Letters to the editor from journalists
It's good that journalists, like any other citizens, write letters to newspapers.
But I must point out something very firmly. Getting a letter published is not any indication of writing ability.
A letter is published for many reasons.
The letter makes a point. Or it's timely, or angry, or informational, or maybe to balance the for-and-against letters.
Good writing is not a criterion for getting a letter published. When your letter is competing against other letters, the editor does not select the published letters because they are the "best written" ones.
If you had 10 letters a week published every week in various publications, this would not indicate whether you can be a successful freelance journalist.
A letter is simply one person's viewpoint.

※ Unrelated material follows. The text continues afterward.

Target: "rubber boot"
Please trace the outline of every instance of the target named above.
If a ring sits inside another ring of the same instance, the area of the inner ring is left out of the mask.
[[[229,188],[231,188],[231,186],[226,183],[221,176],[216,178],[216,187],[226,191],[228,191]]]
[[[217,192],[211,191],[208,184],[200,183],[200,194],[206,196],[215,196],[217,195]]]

An article is a result of journalistic research, journalistic interviewing, journalistic work such as follow-up phone calls and then finally journalistic writing, aimed at a target journalistic publication.
I have about six or eight letters a year published, mostly in The Sydney Morning Herald and The Australian. I too get a kick out of it, and am pleased that other people get to read my personal viewpoint.
But I NEVER consider this to be some form of journalism, because it's not.
Anyone can write a letter to the editor and get it published, even if it's written in a dull and uninteresting way.
So, please, keep writing letters to editors, but don't mix-up this activity in your head with what you and I both care about professionally: journalism.
Some aspiring journalists mistakenly think that getting lots of letters published will drive their name into the brain of the editor . . . yes it might, but as letter-writer, not as a journalist.